The problem, experts say, is that there aren't enough open slots in nurse training programs to accommodate those interested in the profession.

In 2007, nursing schools turned away more than 40,000 qualified applicants, according to the American Association of Colleges of Nursing.

A lack of nursing faculty plays a major role in limiting the size of nurse training programs, Dracup said.

Salaries for nursing faculty, she said, haven't kept pace with salaries for nurses in general, and that's discouraged nurses from pursuing teaching careers. She said nurses with master's degrees earn, on average, $8,000 more in clinical practice -- $82,500 -- than they would if they were nursing school faculty members.

Good News for Nurse Training?

Nurse training programs receive less in the way of government subsidies than do medical programs. A 2007 study by the PricewaterhouseCoopers' Health Research Institute found that "nursing education programs often lose money for colleges, limiting colleges' willingness to expand their programs and raise faculty salaries."

But Dracup said there is some good news on the nurse training front: Some not-for-profit groups are tackling the issue, including the Robert Wood Johnson Foundation. The foundation is offering scholarships for would-be nurse faculty members and is also providing money to subsidize their research.

Some prospective faculty members don't need new programs or incentives to get going.

Maja Djukic, 29, who has worked as a staff nurse for 10 years, said high stress on the job is part of what's prompted her to pursue a career in academia instead.

"You go to work and you try to take care of the patients, and you are just not able to do that the best way you know you can," the New York woman said.

The Dark Side of Nursing

Dean Caputo, the Michigan nurse who scrounged for supplies at his last hospital, once felt the same types of frustrations voiced by peers like Djukic.

Today, Caputo is happy working as a nurse manager at Beaumont Hospital in Royal Oak, Mich. The hospital has been recognized for its nursing programs by the American Nurses Credentialing Center.

But Caputo said he still hears horror stories from nurses who recently left other hospitals to join Beaumont.

The conditions that Caputo and other nurses faced explain why, experts say, hospitals often have a hard time retaining hard-to-get nursing talent.

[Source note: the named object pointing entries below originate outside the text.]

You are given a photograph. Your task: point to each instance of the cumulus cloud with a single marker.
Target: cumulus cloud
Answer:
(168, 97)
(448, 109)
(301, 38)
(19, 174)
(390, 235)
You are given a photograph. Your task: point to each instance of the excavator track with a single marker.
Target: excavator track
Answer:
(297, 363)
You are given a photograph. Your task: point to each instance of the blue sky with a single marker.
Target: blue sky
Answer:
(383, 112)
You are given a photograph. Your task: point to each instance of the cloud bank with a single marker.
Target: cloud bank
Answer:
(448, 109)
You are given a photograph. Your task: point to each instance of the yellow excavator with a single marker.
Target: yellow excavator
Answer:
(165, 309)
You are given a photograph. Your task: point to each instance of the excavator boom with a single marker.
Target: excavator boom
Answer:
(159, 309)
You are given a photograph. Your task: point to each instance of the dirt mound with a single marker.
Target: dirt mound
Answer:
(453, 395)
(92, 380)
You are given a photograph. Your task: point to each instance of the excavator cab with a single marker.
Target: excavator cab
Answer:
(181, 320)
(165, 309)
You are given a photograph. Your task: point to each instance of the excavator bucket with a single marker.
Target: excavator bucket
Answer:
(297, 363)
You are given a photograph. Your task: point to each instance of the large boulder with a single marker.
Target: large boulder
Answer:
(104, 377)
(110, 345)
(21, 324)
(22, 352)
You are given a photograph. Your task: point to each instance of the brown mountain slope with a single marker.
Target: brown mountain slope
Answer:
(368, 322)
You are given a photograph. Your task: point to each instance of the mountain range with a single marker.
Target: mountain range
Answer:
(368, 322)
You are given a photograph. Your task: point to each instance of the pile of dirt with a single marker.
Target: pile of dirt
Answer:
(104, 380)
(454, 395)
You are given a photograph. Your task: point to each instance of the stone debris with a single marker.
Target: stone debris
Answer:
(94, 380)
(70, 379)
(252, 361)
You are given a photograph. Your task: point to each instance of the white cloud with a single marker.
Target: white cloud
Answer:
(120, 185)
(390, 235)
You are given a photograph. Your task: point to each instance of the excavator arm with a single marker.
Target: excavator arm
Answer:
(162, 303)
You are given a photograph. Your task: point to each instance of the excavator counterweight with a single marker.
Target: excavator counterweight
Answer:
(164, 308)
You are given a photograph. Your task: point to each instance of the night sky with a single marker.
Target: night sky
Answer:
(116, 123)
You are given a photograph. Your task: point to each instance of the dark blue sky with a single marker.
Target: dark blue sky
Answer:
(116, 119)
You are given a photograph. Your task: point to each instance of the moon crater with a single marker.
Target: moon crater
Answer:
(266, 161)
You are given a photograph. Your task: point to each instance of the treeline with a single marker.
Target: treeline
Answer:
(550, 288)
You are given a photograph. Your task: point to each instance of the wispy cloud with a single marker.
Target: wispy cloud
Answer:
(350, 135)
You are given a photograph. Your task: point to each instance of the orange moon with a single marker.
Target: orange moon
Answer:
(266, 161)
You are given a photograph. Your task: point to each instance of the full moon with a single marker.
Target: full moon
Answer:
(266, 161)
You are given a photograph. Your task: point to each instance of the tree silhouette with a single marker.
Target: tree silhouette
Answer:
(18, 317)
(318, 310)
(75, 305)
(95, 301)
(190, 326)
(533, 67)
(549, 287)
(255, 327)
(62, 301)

The challenges facing hospital nurses are, in part, budget-related. Even when they don't cut nursing staff, hospitals facing a cash crunch may choose to cut other positions, including housekeeping, janitorial and dietary staff. That means it's up to nurses to do more in the way of keeping track of patients' meals, changing sheets and cleaning rooms -- duties that take away from the time they have to provide patient care.

But other issues are more philosophical. Nurse satisfaction often depends on whether nurses are viewed as active members of the medical team, or just another pair of hands, said Loyola University's Walker.

Hospitals "need to think of them as thinking people. ... That's been the challenge these days," she said.

Tackling Nurse Turnover

At Beaumont Hospital, Chief Nurse Executive Valentina Gokenbach said the hospital has been able to improve nurse satisfaction by creating a nursing council that ensures that nurses play a role in hospital decisions. The hospital is also providing leadership training to nurses who ascend to management positions.

The hospital's efforts have had a great effect, Gokenbach said: In six years, the nurse turnover rate at Beaumont's emergency department has dropped from 52 percent to below 10 percent.

Though the training programs cost money, the decline in turnover saves more, she said. Recruiting and training each new nurse, she said, costs tens of thousands of dollars.

"It's 'pay me now or pay me later,'" Gokenbach said.

ABC News' Barbara Paulsen contributed to this report.